The IOST team also gets bonus points for hopping on a call with me almost instantly. The second they heard we were working on an IOST app, they wanted to help, and they have! Big thanks to Bing from the IOST team! I haven’t experienced this level of support in any other community, especially not a blockchain community! Bitcoin devs were anonymous (in the early days), Ethereum devs were unreachable celebrities (in my eyes), and I couldn’t find a good developer community for Tron.

Let’s talk BlockArcade

Our goal with BlockArcade is to emulate the traditional arcade experience, just on the decentralized web! This vision includes arcade tokens using IOST, tickets for prizes using a custom token called TIX, and a prize counter to spend your tickets!

Currently our ideas for prizes are:

StackWave is the first game we plan to launch on BlockArcade with more games planned in the future.

We’ve got a private testnet version of StackWave running now at:

https://blockarca.de

The idea is simple: Tap or click the grid to place the row of blocks. Any blocks that aren’t aligned with the previous row’s blocks are lost and removed. The goal is to reach the top row with at least one block!

Once the game is live on the mainnet there will be prizes for reaching the minor prize line at row 8, and the major prize line at row 12.

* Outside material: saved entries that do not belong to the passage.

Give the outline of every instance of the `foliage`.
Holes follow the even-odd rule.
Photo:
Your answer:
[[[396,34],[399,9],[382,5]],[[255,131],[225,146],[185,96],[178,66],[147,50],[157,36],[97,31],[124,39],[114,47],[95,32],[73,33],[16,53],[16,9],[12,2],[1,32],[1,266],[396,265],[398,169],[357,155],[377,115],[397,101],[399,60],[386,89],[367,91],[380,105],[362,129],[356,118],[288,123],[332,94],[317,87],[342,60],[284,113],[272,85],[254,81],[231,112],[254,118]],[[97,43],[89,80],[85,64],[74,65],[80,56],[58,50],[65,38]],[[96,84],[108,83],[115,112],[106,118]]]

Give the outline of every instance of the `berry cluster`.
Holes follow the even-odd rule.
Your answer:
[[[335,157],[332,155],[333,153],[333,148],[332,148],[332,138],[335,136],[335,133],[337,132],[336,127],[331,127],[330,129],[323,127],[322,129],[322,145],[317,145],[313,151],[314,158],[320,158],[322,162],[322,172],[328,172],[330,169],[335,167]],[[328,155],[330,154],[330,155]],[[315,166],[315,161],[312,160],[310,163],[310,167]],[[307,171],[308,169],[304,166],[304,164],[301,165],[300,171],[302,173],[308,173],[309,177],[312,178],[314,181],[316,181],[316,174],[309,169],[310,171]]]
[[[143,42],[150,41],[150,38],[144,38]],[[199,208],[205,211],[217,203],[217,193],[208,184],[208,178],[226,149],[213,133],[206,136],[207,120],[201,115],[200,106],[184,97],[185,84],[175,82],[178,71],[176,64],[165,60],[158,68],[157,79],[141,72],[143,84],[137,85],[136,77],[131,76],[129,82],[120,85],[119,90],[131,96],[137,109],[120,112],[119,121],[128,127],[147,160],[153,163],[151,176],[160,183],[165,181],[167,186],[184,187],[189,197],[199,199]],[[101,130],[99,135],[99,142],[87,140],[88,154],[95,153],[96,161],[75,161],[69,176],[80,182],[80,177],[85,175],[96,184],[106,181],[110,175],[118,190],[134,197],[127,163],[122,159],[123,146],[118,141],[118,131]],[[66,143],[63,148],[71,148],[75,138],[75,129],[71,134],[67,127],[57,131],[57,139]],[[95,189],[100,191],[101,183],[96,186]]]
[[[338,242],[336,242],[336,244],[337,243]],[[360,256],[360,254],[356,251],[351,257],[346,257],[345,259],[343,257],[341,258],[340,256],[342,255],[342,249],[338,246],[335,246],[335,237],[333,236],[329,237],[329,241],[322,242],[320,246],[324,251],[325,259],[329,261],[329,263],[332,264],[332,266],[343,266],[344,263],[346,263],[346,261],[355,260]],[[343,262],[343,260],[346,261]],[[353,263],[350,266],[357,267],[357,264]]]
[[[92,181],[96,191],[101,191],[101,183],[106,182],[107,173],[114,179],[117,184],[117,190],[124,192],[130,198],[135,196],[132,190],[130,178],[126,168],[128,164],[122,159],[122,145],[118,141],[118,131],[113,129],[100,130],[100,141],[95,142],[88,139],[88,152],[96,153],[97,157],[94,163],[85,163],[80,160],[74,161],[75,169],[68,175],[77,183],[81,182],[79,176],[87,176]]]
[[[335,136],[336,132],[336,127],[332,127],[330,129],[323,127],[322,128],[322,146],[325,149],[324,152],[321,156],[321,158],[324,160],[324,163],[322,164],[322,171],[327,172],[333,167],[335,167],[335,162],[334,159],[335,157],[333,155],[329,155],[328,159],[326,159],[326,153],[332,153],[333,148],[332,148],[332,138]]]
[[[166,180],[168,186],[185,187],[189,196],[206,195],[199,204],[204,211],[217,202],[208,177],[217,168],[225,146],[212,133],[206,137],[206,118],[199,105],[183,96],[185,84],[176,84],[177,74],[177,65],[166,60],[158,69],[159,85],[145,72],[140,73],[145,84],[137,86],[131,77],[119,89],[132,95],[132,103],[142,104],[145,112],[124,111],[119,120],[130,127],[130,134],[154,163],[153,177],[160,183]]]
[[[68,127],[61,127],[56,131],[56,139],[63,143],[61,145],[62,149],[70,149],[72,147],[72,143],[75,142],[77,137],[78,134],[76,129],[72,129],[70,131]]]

Please try the game and let us know how far you get in our Telegram room! According to our data, no one has managed to hit the jackpot yet.

Wrapping up

We hope to launch on the mainnet with the IOST team’s cooperation in a month or so! Stay tuned for a roadmap once we nail down some of the details.

And there’s so much more in the works:

Please join our Telegram to stay up to date:


The Team

Jason Stallings (me) | Software Developer

GitHub | Telegram | Twitter | Keybase |Website

Joey Bacon | Product and UX Designer

Telegram | Twitter | Website

Final (random?) thoughts on the subject

  • Want to order a Lyft? You can use their web app hosted at ride.lyft.com, or use their native app. Some users will prefer to use the web app, but if the website is down you’re out of luck! Now if the databae is down, the native app won’t work either. Arcade City in Austin based company that is trying to solve this problem using smart contracts on Ethereum, and I love their service.
  • IOST and most blockchains only solve half of the problem, the distributed database. Hosting the HTML files is another challenge with making a 100% distributed and sustainable web app. IPFS and Ethereum’s Swarm are attempting to solve this.
  • The last piece that web apps need is DNS. Web browsers need to know how to direct incoming requests to the correct server. Ethereum is attempting to solve this with ENS, and IPFS also has a solution for pointing a domain to files hosted on IPFS.

I’ll be paying close attention to IOST to see if they’ll attempt to solve these problems. To have a fully distributed web we’ll need figure out storage and DNS. That said, integration with IPFS or a blockchain based solution might be smarter in the long run. I’ll be evaluating different options for hosting an immutable, distributed copy BlockArcade in the near future.